Reafirmo idéntica percepción, pero esta vez debo acoger como alentadora señal de intención rectificadora la respuesta de la directora general de la Unión de Empresas de Comercio y Gastronomía en la capital, Olga Martínez Pérez, a la interrogante formulada antes por el mencionado diario, y en especial la disposición expresa de que “al periodismo hay que abrirle las puertas”.
Bienvenida sea semejante actitud, una “rara avis” desde la responsabilidad directiva que ocupa, en protección del derecho y el deber de los periodistas a informar sobre lo que interesa a la ciudadanía aunque como suele decirse “una golondrina no hace primavera”.
Lo que ella ha expuesto, incluidas las medidas impuestas a distintos cargos involucrados en el episodio de referencia, un subdirector y director empresarial, dos especialistas y hasta un Consejo de Dirección, pone de nuevo de manifiesto, la profundidad y extensión de una empotrada cultura de ocultación y silenciamiento en el funcionarismo y los aparatos administrativos y burocráticos de servicios públicos.

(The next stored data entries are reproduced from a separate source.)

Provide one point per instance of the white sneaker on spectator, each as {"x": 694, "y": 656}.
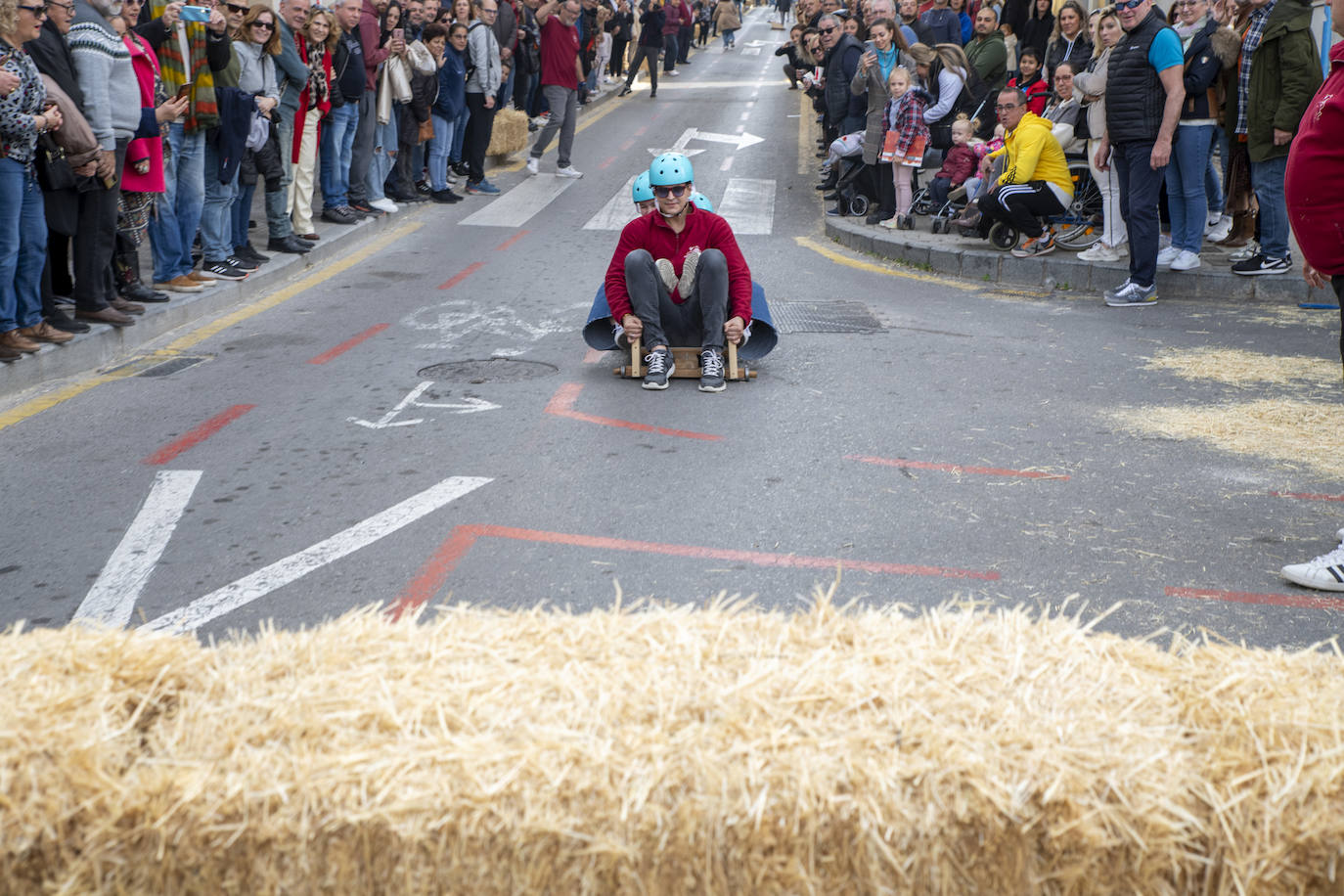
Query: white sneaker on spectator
{"x": 1186, "y": 261}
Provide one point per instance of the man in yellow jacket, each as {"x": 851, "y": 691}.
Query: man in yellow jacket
{"x": 1035, "y": 182}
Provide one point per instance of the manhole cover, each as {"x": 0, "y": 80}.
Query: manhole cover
{"x": 492, "y": 370}
{"x": 824, "y": 317}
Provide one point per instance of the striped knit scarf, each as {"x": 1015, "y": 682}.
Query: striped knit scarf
{"x": 203, "y": 113}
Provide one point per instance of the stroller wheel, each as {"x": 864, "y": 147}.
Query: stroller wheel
{"x": 1003, "y": 237}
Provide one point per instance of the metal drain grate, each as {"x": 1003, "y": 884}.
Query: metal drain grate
{"x": 824, "y": 317}
{"x": 493, "y": 370}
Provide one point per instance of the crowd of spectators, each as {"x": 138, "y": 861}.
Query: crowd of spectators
{"x": 1195, "y": 133}
{"x": 124, "y": 119}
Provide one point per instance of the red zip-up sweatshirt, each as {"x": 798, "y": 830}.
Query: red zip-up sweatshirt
{"x": 703, "y": 230}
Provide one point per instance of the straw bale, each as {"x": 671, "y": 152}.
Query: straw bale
{"x": 1238, "y": 367}
{"x": 668, "y": 749}
{"x": 1292, "y": 431}
{"x": 510, "y": 133}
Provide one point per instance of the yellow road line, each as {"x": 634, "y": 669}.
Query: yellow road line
{"x": 35, "y": 406}
{"x": 592, "y": 118}
{"x": 804, "y": 119}
{"x": 890, "y": 270}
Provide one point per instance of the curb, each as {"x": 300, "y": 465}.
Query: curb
{"x": 1062, "y": 270}
{"x": 105, "y": 345}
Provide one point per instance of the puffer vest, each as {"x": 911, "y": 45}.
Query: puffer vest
{"x": 1135, "y": 94}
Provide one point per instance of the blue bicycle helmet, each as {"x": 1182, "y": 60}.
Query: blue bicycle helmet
{"x": 642, "y": 193}
{"x": 671, "y": 168}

Diversos sofismas se han enquistado a lo largo del tiempo en lo que debería ser el fluido comunicativo entre las fuentes institucionales, la prensa y la población receptora de información de valor social, y ninguno tal vez con tanta presencia como el del recurrente y abusivo precepto de “no dañar a la Revolución”.

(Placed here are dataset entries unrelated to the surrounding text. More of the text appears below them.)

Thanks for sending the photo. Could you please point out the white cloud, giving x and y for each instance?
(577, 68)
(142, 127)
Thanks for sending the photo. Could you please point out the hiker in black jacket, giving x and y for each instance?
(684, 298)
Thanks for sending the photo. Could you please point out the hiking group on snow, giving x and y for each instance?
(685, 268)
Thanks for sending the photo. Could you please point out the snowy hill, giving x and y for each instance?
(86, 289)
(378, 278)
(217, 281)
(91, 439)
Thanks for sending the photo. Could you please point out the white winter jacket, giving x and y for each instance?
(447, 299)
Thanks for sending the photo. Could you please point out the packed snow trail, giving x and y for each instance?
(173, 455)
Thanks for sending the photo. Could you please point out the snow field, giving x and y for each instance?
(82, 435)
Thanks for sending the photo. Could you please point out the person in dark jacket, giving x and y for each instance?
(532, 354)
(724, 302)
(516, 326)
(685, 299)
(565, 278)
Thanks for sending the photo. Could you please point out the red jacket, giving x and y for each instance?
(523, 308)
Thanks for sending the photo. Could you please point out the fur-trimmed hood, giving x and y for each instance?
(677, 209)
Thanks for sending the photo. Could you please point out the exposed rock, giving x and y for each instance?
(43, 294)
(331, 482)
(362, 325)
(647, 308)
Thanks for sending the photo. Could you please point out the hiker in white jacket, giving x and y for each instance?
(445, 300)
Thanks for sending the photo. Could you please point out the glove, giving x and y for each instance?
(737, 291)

Unos y otros actores conocen o deberían conocer en su justa medida cuales son los ponderables límites autorreguladores, entre otros todo cuanto afecte a la seguridad nacional, la supervivencia de un país como el nuestro bloqueado y asediado, los valores supremos de la Nación y lo más sentido y legítimo del enraizado imaginario popular.
Su contraparte prevaleciente es la tendencia a la narrativa triunfalista de dudosa unanimidad, desprovista de matices y claroscuros, irrespetuosa de la diversidad de opiniones, el balance de los logros y desaciertos, que siempre se escenifican en auténticos procesos revolucionarios, y que han de plasmarse en los reportajes investigativos con apego a la veracidad como principio ético rector.
Cuando el periodista se tropieza con el funcionario escurridizo y reticente que intenta controlar la indagación necesaria, solo cabe echar mano al refrán popular de que “quien no la debe no la teme”, o cuanto menos provoca suspicacia y enturbia el diálogo en pos de proporcionar un resultado informativo transparente, fructífero y a tiempo como corresponde al mapa mediático tecnológico del presente, en el que las emisiones de noticias se difuman en las redes digitales.
Siempre me he preguntado si los cuadros políticos y administrativos comprenden suficientemente el alcance del papel de la prensa, si en su preparación se toma en cuenta, sobre todo en el protagonismo que le toca en la construcción del socialismo, como fuerza inherente a la estrategia política hacia ese objetivo, que actúe y aporte sin contraproducentes cortapisas, con autonomía ejercitando el indispensable análisis crítico cada vez que sea menester.
Muchos colegas confían en que una futura Ley de Prensa pueda establecer las reglas del juego. Pero a mi juicio, con ello solo no basta, porque es también y simultáneamente una cuestión de pedagogía.
Al llamado de Olga Martínez en carta a Juventud Rebelde, solo queda otra interrogante: ¿cuántas más puertas se abrirán al periodismo? Abracemos su reto, y aboguemos por ir a por más que este episódico golpe de efecto.